The biological reality. The part about no woman having a p***s, or there’s no such thing as non binary, or maybe the part, where transwomen are men.
Biological reality is that some women have penises, that non-binary people exist, and transgender women are women for the same reason any woman is. That you pretend there is ever any aspect of human sexual development which is always perfect is your ignoring reality.
Healthy debate occurs when people can agree that they have differences of opinions, not differences in facts.”
— Robert J. Braathe
And I have actual facts and you do not. This debate is about how much success you have in hurting transgender people, including children — no more or less than that.
Speaking of transgender, hurting, children – just read about that 53 year old transwoman, who abducted a young girl for 27 hours of sexual assault and torment.
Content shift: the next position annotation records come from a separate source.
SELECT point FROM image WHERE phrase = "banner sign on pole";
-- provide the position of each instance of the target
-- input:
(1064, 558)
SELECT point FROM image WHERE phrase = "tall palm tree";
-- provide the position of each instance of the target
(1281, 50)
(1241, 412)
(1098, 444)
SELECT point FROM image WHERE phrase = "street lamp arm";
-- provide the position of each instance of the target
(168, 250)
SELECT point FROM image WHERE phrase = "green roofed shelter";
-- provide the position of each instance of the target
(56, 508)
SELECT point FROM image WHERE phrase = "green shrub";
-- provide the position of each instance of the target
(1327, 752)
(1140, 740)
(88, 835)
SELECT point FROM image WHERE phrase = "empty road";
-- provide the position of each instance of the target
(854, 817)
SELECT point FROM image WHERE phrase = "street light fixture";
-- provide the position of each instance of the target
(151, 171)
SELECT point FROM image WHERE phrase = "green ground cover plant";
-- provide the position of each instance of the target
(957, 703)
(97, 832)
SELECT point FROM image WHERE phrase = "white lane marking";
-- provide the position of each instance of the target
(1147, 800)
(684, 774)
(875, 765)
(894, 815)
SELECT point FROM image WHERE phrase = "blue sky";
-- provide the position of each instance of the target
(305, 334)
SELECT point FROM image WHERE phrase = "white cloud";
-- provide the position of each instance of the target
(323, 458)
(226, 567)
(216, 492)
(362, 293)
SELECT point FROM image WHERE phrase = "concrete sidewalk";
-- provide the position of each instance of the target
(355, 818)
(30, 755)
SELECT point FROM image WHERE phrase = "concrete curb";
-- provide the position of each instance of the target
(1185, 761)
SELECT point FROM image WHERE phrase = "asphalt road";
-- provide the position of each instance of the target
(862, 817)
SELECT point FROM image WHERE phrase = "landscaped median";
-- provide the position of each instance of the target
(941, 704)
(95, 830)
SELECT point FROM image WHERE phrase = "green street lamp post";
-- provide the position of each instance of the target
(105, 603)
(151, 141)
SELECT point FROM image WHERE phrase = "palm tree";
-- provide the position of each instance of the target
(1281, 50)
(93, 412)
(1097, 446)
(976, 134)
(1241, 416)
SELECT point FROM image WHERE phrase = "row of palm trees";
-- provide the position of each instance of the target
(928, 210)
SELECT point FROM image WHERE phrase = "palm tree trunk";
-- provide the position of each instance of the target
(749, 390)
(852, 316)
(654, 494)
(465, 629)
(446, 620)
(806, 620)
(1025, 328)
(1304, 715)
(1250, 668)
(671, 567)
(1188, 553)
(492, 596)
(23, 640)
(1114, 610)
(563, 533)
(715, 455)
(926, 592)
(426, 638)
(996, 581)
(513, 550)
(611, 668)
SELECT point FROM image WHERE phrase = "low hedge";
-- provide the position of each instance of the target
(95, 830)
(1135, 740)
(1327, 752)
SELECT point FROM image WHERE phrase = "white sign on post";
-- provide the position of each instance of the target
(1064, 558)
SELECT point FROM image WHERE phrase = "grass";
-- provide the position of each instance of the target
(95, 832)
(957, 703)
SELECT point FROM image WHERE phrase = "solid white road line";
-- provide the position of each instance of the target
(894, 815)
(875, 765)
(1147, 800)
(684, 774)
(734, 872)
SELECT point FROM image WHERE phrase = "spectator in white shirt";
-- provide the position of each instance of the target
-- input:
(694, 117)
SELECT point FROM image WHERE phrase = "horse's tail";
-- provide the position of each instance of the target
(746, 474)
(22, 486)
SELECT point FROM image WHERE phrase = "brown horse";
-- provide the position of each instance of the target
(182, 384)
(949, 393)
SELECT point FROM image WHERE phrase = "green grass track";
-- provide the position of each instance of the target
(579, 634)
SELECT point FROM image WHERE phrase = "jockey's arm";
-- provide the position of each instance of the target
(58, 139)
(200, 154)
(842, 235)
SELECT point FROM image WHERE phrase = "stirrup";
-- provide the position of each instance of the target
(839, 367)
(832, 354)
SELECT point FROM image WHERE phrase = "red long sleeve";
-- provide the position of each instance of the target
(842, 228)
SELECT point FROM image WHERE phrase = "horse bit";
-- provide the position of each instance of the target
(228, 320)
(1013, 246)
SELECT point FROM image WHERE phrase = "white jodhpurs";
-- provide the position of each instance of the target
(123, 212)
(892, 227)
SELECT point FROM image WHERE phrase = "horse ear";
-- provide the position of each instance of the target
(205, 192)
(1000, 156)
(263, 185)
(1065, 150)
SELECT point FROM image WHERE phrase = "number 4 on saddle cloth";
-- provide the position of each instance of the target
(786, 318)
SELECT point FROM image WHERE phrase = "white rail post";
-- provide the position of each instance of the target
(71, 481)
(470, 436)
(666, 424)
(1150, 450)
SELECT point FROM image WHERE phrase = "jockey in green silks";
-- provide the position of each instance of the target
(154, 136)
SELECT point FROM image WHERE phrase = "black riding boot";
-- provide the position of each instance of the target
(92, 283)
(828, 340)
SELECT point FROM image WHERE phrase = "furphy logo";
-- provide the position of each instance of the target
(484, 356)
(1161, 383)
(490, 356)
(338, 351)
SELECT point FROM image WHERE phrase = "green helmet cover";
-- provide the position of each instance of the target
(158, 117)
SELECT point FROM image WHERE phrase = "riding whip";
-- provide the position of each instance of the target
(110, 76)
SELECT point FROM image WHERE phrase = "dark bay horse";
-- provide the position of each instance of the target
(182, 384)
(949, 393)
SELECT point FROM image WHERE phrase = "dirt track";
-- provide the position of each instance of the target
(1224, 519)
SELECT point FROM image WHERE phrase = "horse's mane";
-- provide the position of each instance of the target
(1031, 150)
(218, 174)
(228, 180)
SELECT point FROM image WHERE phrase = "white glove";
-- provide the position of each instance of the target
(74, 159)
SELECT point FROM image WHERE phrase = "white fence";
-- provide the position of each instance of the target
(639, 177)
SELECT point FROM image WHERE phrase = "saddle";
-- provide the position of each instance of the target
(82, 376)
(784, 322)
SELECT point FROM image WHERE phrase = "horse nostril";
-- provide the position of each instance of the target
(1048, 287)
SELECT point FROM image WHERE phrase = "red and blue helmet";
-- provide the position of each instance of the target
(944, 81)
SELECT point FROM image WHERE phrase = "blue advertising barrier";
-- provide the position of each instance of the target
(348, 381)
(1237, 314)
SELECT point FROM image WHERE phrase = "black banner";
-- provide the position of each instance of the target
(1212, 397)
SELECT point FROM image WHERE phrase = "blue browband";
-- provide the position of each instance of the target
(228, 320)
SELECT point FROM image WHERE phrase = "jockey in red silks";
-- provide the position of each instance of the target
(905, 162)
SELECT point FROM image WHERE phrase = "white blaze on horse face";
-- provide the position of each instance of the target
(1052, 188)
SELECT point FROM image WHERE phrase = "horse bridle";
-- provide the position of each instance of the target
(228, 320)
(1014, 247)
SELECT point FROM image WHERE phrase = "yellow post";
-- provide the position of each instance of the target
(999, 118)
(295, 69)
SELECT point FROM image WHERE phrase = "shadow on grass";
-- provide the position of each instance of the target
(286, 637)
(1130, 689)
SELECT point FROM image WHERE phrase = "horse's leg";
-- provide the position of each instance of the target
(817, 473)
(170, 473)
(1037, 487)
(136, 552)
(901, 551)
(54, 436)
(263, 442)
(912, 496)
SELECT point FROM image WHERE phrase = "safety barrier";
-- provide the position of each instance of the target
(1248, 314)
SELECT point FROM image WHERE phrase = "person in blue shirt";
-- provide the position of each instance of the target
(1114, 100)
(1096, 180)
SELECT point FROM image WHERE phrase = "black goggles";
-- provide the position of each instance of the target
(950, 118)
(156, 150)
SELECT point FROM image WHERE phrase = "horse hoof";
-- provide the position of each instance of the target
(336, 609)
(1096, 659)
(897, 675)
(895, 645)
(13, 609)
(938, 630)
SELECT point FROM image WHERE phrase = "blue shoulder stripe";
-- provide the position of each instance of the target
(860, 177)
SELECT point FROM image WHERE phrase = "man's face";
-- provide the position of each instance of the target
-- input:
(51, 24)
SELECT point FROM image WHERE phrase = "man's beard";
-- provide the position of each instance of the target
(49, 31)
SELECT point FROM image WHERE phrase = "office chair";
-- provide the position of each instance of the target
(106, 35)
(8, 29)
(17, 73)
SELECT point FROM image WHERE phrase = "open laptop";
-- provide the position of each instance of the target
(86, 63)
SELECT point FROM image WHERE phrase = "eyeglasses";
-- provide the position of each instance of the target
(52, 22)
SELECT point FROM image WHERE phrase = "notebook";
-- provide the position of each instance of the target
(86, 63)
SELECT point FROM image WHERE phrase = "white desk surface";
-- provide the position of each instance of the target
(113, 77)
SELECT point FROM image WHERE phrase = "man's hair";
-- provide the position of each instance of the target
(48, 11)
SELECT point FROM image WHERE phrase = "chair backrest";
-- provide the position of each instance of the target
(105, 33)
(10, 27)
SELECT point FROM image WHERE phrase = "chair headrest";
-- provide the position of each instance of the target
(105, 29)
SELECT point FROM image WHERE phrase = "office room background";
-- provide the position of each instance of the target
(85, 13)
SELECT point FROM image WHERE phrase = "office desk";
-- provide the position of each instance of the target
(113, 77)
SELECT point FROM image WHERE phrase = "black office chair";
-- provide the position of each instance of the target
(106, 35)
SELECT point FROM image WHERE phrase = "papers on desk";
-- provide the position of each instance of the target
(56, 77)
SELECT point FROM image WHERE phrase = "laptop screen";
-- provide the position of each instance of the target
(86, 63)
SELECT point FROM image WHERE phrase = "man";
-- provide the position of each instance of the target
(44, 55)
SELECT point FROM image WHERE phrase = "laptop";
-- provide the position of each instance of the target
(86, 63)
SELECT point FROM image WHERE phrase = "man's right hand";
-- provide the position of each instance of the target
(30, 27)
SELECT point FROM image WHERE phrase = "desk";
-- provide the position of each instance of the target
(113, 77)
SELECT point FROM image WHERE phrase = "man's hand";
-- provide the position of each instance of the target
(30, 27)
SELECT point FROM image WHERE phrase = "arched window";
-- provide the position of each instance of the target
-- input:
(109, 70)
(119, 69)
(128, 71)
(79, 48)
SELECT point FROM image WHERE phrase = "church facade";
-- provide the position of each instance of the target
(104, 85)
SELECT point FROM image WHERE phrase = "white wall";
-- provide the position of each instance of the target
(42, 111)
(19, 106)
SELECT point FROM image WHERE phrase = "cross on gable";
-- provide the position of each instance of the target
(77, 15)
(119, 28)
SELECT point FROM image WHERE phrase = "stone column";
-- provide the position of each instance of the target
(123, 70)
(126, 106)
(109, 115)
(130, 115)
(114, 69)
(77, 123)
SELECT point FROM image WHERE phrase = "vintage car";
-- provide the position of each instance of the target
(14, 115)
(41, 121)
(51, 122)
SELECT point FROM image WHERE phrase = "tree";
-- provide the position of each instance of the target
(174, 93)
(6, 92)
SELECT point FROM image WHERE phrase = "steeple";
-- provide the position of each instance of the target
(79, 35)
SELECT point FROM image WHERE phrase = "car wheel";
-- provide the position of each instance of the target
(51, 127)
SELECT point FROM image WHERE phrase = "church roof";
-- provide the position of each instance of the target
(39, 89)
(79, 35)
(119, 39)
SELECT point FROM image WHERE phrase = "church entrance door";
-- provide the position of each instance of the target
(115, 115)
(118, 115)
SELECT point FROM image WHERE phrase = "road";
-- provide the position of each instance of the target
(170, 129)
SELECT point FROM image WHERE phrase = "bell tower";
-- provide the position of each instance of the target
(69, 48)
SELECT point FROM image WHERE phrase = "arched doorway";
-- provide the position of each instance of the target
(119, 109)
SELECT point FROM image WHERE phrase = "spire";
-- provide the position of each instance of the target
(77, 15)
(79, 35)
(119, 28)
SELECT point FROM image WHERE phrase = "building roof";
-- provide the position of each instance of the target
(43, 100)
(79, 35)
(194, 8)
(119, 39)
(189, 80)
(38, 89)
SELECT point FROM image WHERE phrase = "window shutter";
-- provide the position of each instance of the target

Primary school age. The horrific reality of women and children.
You shouldn’t judge others, by your own standards.
Oh I definitely judge others by my standards — and you certainly do not want to be judged for the sins of other cisgender people by your standards, now, do you?
Exactly my point, you shouldn’t judge others, by your standards. They suck. Seems we’re all out to hurt each other, by your standards. The aim is quite the opposite, in fact.
Keeping women and children safe is the aim, that your lot cannot seem to fathom.
No, by your standards, all transgender people are out to hurt children — this means your standards are those of an imbecile.
“Keeping women and children safe is the aim,” <– Which is not your real aim, or you would be as worried about cisgender people as transgender people.
Your real aim is to hurt transgender people, on the basis of your bigoted disgust.
“Worried about cisgender people as transgender people” … Kinda like, being worried about white people as black people. Weird.
Yet again, the transgender position turns to insults and slurs. That’s a shame, just another typical trans rights activist.
Gaslight and attack. Over and over, again. Far too threatened, to accept sex based facts, and way too privileged to respect other people’s, hard earned rights.
And all because, you refuse to accept that #sexmatters.